If there is evidence (verbal or not) that a clause in an agreement should never be valid, the evidence may replace the written agreement to determine whether the agreement is a lease or a license. In some cases, the occupiers signed agreements stipulating that they would allow the landlord to share their home or place other occupants in their homes: these were often called into question on the grounds that the conditions should not be effective and that they were simply false means to avoid the creation of a lease agreement.  However, if there is a written agreement, it will always provide good first evidence of what was intended and the burden of proof will always fall on the person who wants to overturn the provisions of a written agreement. You can usually recognize the type of lease you have by looking at your agreement. Your agreement might say that you have a certain type of lease – but the type of rent you actually have might be different. It is a good practice for a written rental agreement to contain the following details: If you feel that your rental agreement may contain abusive conditions, you can go to your nearest citizen council. The terms of a tenancy agreement (or licensing agreement) can be negotiated between the lessor and the potential tenant, but in practice, the tenant may not have much leeway to negotiate advantageous terms. You don`t have a license or lease just because the owner says that`s what you have. Depends on your accommodation. If you are just starting to rent your property, you are unlikely to opt for this type of rent.

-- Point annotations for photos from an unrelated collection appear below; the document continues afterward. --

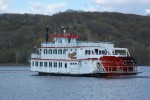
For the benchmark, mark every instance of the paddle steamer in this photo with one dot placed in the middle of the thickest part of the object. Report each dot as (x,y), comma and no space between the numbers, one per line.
(67,56)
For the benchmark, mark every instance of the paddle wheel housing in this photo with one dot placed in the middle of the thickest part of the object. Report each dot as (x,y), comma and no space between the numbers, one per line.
(118,64)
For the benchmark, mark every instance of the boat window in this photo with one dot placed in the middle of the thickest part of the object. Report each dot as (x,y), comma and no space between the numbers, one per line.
(100,52)
(45,51)
(55,64)
(96,51)
(69,40)
(87,52)
(50,64)
(60,64)
(60,51)
(41,64)
(50,51)
(64,51)
(65,65)
(33,63)
(36,63)
(55,51)
(45,64)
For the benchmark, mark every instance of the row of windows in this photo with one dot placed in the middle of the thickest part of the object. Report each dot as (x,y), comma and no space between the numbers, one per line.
(96,51)
(73,63)
(49,64)
(55,51)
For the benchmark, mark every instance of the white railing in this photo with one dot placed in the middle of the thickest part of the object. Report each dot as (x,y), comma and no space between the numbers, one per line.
(35,55)
(99,44)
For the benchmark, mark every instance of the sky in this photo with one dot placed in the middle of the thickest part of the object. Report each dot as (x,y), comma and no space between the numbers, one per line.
(50,7)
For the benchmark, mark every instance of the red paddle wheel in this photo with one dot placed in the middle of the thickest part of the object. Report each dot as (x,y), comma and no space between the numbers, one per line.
(118,64)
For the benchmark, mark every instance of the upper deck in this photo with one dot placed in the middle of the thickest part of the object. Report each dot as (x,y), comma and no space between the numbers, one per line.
(77,44)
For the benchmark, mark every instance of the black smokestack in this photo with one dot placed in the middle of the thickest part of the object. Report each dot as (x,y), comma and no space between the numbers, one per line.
(46,36)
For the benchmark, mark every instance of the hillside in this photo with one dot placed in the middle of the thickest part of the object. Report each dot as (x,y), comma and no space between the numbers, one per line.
(20,32)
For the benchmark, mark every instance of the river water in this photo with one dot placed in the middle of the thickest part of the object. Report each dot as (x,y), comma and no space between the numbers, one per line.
(18,83)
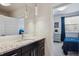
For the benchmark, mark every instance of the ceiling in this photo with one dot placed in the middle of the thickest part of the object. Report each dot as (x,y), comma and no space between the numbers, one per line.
(15,6)
(12,7)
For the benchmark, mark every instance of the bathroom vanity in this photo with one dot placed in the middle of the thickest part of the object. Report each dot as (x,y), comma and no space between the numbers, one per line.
(33,46)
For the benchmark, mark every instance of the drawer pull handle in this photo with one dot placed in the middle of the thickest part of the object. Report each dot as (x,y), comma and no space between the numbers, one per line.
(14,54)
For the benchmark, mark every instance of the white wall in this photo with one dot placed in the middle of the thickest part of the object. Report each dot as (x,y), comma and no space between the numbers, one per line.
(58,19)
(41,24)
(8,25)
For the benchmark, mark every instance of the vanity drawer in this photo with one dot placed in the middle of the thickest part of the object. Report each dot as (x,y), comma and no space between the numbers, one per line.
(16,52)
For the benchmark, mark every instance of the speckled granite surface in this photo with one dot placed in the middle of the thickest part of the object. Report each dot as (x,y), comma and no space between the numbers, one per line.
(9,43)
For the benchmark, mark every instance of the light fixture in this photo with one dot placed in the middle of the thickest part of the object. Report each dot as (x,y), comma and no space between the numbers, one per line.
(5,4)
(62,8)
(36,10)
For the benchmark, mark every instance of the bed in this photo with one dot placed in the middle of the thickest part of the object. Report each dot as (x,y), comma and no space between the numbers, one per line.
(70,44)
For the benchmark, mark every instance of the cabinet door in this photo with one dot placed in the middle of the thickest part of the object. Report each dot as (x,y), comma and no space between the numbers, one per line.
(27,50)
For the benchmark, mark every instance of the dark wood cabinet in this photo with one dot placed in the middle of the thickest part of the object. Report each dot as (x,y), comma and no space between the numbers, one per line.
(35,49)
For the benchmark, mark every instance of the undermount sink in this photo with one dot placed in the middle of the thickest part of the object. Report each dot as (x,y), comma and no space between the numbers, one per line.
(20,40)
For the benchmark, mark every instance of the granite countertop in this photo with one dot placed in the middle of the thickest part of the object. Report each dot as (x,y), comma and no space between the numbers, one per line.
(10,43)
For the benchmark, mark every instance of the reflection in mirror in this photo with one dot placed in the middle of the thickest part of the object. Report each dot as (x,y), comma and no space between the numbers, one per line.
(11,18)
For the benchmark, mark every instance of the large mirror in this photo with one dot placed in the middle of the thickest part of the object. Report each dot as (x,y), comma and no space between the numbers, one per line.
(11,18)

Secure leases have been used more often in the past: leases that began between 1989 and 1997 can be guaranteed and give tenants long-term rental rights. Housing companies often rent real estate on secure rentals. Your landlord can only charge you your rent if they have given you your name and address – regardless of whether you have a written lease or not. This is another one you probably don`t use. This was a form of rent used before 1989 and a long-term rent for which tenants were entitled to a reasonable rent set by the Assessment Office Agency. Download your free detailed guide to different types of rentals in the UK. Get instant access to expert advice and advice by clicking on a few buttons. To avoid the protection of the Rent and Housing Act, landlords attempted to enter into agreements that were considered licenses but were later held as leases. It is reality, not etiquette, that is tied to an agreement that determines whether an occupant is a tenant or licensee.  For more information, see What is a lease? and what is a license?. In England and Wales, most tenants are not entitled to a written lease. However, social housing tenants, such as municipalities and housing companies, generally receive a written tenancy agreement.
If you are visually impaired, the rental agreement must be written in a format that you can use, for example in large print or braille.